AutopilotUnity

Introduction

This project is using Unity ML Agents package. It applies reinforcement learning techniques to train the kart and enable the kart to self-drive around the track.

DEMO

Environment

The Kart

To simulate model formula cars, the kart is designed to be rear wheel drive. It has four WheelCollider and each wheel works independently. The two front WheelColliders control turning. The center of mass of the kart is set lower to make it more stable (harder to flip). A downforce is added to the kart so that the kart can go faster at the corners.

kart

The Tracks

Two tracks are built to train and test the agent.

track1 track2

Reinforcement Learning

The project uses Unity ML Agents to train an auto-pilot driver which can drive the car itself.

Action Space

On each step, the agent chooses two inputs:

  • Steering angle (continuous, ranging from -20 to 20 )
  • Acceleration and Brake (continuous, ranging from -1 to 1)

Reward Function

Some checkpoints are set along the track. The agent will get some rewards once it reaches the checkpoints. The agent will get a negative reward every frame. The negative reward encourages the agent to go faster.

State / Observation

The state of the agent is defined by the observations from ray perception sensors. More sensors are put in the front of the car so that it can get more information from the front.

perception

Experiment

To explore what elements impact the training process, the following experiments are done.
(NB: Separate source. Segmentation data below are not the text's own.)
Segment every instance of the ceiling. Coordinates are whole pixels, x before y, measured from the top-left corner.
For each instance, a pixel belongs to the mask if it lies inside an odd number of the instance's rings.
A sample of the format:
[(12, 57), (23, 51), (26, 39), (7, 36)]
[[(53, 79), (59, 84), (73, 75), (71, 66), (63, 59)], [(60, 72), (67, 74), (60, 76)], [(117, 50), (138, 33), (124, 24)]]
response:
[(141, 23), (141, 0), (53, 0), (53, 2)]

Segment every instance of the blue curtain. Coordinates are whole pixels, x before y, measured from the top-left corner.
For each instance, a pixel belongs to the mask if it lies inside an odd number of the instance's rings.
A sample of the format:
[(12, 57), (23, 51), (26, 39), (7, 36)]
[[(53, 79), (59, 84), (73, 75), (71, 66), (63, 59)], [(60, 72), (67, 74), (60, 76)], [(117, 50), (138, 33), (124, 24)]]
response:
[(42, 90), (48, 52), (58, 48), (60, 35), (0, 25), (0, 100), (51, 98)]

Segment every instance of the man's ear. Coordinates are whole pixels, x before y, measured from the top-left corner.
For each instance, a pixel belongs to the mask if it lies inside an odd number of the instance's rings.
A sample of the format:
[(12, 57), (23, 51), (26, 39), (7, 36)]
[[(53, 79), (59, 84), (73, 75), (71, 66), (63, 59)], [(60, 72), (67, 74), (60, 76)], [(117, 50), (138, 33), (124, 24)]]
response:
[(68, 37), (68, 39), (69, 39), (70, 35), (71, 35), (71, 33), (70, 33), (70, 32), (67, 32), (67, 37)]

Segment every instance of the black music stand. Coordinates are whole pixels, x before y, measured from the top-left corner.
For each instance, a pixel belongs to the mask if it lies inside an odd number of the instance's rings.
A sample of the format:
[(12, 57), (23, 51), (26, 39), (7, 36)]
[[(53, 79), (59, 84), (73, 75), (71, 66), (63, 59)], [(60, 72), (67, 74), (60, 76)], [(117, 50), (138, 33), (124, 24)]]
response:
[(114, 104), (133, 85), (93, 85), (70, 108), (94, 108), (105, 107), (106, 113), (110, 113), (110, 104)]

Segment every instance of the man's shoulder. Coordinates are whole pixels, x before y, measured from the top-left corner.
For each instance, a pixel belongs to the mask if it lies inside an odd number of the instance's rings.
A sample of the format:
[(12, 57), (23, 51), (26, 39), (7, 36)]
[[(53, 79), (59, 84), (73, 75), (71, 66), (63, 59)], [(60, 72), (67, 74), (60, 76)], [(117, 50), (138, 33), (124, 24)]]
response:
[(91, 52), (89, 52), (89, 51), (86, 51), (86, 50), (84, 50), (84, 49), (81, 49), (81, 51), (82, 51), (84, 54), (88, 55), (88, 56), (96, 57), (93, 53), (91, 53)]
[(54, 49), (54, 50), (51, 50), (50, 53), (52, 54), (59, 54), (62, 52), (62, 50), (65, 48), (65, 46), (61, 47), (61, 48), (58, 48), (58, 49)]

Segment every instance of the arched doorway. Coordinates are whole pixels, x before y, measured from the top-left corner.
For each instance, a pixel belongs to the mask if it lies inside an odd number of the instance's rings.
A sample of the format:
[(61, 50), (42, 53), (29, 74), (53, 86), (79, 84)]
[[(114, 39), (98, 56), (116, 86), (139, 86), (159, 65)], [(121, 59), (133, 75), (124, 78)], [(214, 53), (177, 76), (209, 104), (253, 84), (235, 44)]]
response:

Train Multiple Agents Simultaneously

First train the network with only one agent. Then add 20 more agents and train them simultaneously. Compared the cumulative reward via time and the result is shown below:

cumulative_reward1

A larger cumulative reward means the agent is closer to the final goal (finish a lap). As shown on the graph, training multiple agents simultaneously can significantly increase the learning speed which saves a large amount of training time.

Remove Distance and Direction Information to the Next Checkpoint

Besides the observations from ray perception sensors, the distance and direction information to the next checkpoint are also provided to the car. This information is defined as a 3D vector:

vector = nextCheckPoint.position - car.position

cumulative_reward2

Without the vector, the agents have a hard time going through the first corner. The vector is leading the agent going in the corrected direction. In real life, this vector can be provided by GPS. To some extent, this proves that GPS is playing a key role in autopilot.

Compare Different Reward Functions

Do an experiment with different reward functions. For example, the later checkpoints provide more rewards. There are no obvious changes with different reward functions. The agent tends to achieve as many rewards as it can, no matter how large the rewards are.

Add More Checkpoints

Adding more checkpoints along the track can increase the learning speed. Because the agents can get rewards more frequently. Based on the feedback, the agents are easier to know whether they are doing correctly or not.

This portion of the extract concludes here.